È una delle città più antiche del Brasile.
«Fu la prima capitale del Brasile. Il nome “Baia di tutti i santi” le fu dato dal navigatore e cartografo italiano Amerigo Vespucci poiché vi approdò il 1º novembre 1501, Festa di tutti i santi, ed in onore della chiesa fiorentina della sua famiglia, San Salvatore in Ognissanti. Fu il primo porto coloniale brasiliano, secondo al mondo per la tratta degli schiavi: qui furono sbarcati un milione e mezzo di schiavi provenienti dall'Africa destinati nelle grandi piantagioni. Ragion per cui oggi gran parte della popolazione locale è di colore.»

Come sono state le elezioni presidenziali?
«Divisive. Come noto Bolsonaro non ha riconosciuto la sconfitta e per un mese non si è fatto vedere. Ci sono stati diversi scontri con posti di blocco con camion e presidi davanti alle caserme dell'esercito. Il partito liberale aveva chiesto di annullare una grossa parte dei voti espressi col sistema elettronico ma la Corte Suprema Elettorale ha respinto la richiesta. Dall'altra parte Lula è stato riabilitato dopo essere finito in carcere con l'accusa di corruzione: i processi a suo carico sono stati annullati per vizi di forma perché considerati non imparziali ma pilotati per motivi politici.»

Quali sono i problemi che dovrà affrontare Lula da presidente?

«Il Brasile è un paese continentale con un'orribile mancanza di distribuzione equa dei beni. Pieno di ricchezze naturali ma con una povertà devastante. Una società piena di contraddizioni con una delle peggiori redistribuzioni del reddito al mondo. Il Brasile è l'8° paese al mondo con più miliardari. Qui a Salvador ci sono i quartieri per i ricchi che sono circondati da alte mura, con filo spinato elettrificato e con agenti armati agli accessi che controllano chi entra. All'interno ci sono le villette con strade tranquille. Poi poco distante c'è la favela di Aguas Claras, un'enorme baraccopoli da 200mila abitanti.»
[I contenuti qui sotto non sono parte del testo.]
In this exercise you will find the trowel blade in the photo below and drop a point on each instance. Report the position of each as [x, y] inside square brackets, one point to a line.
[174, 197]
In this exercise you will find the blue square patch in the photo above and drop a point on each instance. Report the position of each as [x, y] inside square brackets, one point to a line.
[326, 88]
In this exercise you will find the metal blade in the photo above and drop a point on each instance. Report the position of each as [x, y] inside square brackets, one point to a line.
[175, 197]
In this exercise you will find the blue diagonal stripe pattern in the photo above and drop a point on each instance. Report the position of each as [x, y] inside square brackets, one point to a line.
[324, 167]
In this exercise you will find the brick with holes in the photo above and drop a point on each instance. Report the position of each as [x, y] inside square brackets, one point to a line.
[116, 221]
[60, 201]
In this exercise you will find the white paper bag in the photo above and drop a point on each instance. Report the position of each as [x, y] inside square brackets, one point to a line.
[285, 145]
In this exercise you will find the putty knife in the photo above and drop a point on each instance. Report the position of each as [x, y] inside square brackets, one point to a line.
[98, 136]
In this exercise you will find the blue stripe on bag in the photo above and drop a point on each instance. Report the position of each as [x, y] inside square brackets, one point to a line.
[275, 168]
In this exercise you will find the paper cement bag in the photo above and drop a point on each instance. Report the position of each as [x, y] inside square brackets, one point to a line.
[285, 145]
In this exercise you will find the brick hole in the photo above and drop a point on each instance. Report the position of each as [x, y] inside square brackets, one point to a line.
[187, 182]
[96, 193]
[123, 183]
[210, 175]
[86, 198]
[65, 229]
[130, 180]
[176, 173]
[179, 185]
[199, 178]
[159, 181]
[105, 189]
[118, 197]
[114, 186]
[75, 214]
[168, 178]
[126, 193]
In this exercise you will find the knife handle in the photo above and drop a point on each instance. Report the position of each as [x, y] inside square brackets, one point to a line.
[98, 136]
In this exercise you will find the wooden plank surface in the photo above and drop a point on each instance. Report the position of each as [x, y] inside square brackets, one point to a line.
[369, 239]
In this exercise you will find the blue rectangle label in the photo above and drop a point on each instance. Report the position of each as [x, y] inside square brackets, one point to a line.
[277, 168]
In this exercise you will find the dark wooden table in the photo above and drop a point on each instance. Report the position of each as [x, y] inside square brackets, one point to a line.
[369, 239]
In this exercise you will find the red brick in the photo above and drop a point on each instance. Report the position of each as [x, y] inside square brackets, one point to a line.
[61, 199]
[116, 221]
Com'è vivere in una baraccopoli?

«Estremamente pericoloso. È tutto precario, a cominciare dalla abitazioni costruite con legno, plastica e lamiera. Ogni volta che ci sono forti piogge una parte del terreno frana e fiumi di fango trascinano via case e persone. Non ci sono fogne, luce e scuole. Si stima che 11 milioni di persone vivano nelle favelas brasiliane in cerca di fortuna a ridosso delle grandi città.»

Uno dei problemi del Brasile è la violenza.
«È uno dei Paesi con il più alto tasso di omicidi al mondo ogni 100mila abitanti e quello col più alto numero di omicidi come valore assoluto. Tutte le grandi città sono pericolose. La povertà e la droga alimentano la violenza. Spesso si verificano scontri fra bande criminali rivali. In questa situazione anche la polizia subisce moltissime perdite e questo a sua volta provoca un uso della forza spropositato. L'anno scorso nello stato di Minas Gerais in una sola operazione di polizia furono uccise 27 persone sospettate di aver derubato banche. I sopravvissuti furono solo tre. In quell'occasione furono confiscate granate, carabine d’assalto, giubbotti antiproiettile ed esplosivi. Una situazione non facile.»

Come si comportano queste bande con la popolazione?
«Hanno il controllo di intere aree del territorio ed in alcune zone la polizia non entra. Ne fanno parte molti giovani, senza istruzione e poveri, armati fino ai denti, che gestiscono il locale traffico di droga. Qui vicino è successo che durante la pandemia nessuno rispettava le norme sanitarie raccomandate dal Sindaco. Finché passò un'auto di una milizia che con un altoparlante intimava di indossare la mascherina. Tutti lo hanno fatto.»

Cosa dovrebbe fare chi sta al Governo?
«Investire sull'istruzione. Lo Stato è assente, le scuole pubbliche sono pericolose e non si impara nulla. Quelle private sono per i ricchi. Il migliore investimento per il futuro del Brasile è lavorare sulla gioventù.»